The Story of a Kit Car Build

Teething Troubles

Right. On with the process of driving through country lanes, top down, listening to the burble of the exhaust as we look for a place to stop for lunch.

Stop. Dream over. I had to sort out a few teething troubles before setting off on trips out. First was more accurate alignment of the front wheels. That done, I did a few test drives. I wasn’t too thrilled with the performance. For a 2ltr lightweight car it didn’t seem very fast so I had to find out what the cause of that was. I’d had to swap the cylinder head for one I had in my garage as the original had sprung an oil leak from the front oil seal on the camshaft. It just seemed easier to swap them rather than have the original rebuilt. Unfortunately this didn’t work according to plan as the engine went worse with dreadful ‘pinking’ occurring whenever I set off or it changed gear. There was no option but to have the first one reconditioned and made suitable for unleaded fuel. So with that done I tried again. It was better but still not right. I was beginning to suspect the ECU but was told that once these were working they should be OK. However, it was increasingly harder to get running and was fouling every set of plugs I put in.

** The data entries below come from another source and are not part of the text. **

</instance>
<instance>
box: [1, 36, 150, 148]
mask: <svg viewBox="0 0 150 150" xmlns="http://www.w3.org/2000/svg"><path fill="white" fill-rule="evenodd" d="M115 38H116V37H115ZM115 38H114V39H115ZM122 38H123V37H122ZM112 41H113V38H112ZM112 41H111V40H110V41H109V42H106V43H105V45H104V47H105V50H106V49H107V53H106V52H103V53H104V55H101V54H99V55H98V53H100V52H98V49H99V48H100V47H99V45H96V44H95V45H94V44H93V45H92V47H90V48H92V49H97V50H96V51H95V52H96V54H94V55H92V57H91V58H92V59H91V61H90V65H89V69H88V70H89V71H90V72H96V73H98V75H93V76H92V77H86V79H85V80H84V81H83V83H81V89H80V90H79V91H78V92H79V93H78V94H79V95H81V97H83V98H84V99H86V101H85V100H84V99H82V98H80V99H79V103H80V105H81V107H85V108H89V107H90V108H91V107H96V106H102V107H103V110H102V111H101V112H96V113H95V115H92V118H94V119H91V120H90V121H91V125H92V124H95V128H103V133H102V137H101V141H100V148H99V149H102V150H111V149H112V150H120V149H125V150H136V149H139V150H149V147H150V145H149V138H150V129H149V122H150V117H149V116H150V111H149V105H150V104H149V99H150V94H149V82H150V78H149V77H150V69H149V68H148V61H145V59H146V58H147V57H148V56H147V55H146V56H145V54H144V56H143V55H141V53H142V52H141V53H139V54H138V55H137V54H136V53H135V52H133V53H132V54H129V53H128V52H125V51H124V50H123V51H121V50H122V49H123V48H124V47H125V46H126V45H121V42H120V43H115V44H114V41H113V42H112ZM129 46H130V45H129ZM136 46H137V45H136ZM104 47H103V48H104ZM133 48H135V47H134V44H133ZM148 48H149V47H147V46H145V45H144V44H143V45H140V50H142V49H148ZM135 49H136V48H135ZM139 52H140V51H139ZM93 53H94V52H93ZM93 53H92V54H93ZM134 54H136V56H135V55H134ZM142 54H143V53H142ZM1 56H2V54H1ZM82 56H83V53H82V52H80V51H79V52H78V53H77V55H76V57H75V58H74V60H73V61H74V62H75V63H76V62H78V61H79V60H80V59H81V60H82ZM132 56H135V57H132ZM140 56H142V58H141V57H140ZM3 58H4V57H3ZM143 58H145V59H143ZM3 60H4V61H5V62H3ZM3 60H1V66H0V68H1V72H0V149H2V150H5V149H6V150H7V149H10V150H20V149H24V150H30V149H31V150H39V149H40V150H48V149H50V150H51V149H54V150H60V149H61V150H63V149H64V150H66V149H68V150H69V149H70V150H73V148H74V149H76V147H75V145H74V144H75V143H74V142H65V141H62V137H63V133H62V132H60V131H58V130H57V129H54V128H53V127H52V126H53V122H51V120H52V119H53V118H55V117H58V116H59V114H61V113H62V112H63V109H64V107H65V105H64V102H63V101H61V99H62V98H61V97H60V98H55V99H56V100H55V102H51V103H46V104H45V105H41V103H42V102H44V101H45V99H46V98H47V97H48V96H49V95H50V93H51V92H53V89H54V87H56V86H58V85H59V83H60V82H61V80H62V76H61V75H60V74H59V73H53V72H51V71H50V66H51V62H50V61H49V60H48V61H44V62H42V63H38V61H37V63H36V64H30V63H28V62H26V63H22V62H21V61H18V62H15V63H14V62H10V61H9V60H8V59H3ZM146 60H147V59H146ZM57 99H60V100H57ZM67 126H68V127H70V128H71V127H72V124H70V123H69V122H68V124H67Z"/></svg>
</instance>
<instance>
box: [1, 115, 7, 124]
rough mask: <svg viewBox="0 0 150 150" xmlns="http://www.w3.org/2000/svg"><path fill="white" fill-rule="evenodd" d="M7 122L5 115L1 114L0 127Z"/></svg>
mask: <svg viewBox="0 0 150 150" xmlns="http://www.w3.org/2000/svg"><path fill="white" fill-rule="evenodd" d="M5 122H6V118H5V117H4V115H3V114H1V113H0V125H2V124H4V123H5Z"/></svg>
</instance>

Eventually I tried a conventional points/condenser type distributor, and it burst into life FIRST TIME! I couldn’t believe it. I was right all along. So I made the connections permanent and now all that runs off the ECU are things like headlamp relays and temperature gauge, so one day I might get rid of that altogether.

Great. That’s sorted. Off we go. Well, not quite. After a few test runs the gearbox stuck in second gear! This upset me, to put it mildly, so back home to check on the fluid level of the box as this is apparently the first thing to check. Everything seemed to be OK so I set off again and all was well, until the next time I suppose. I rang a well respected gearbox specialist who quoted around £1016 for a reconditioned box. I’ve got a spare one, so I’ll wait and see if I can use that if this one plays up, and if I don’t get any joy then I’ll have to cough up and get it done.

It was too good to last. Eventually things started to go wrong: misfiring, fouling plugs, etc. Right, run through everything methodically: points, condenser changed – no better – dizzy cap and new plug lead to the same result. Plugs? No way! These had been changed too many times and they weren’t getting changed again. The timing was OK so I took the dizzy out for closer examination. There was the problem. The dizzy shaft had too much sideways play, so the points had different gaps on each heel of the shaft. If I set it on one particular heel, they didn’t open at all on one of the others! At some stage I must have, by sheer chance, arrived at a mean average, which meant things worked for a short while.

New distributor next on the shopping list!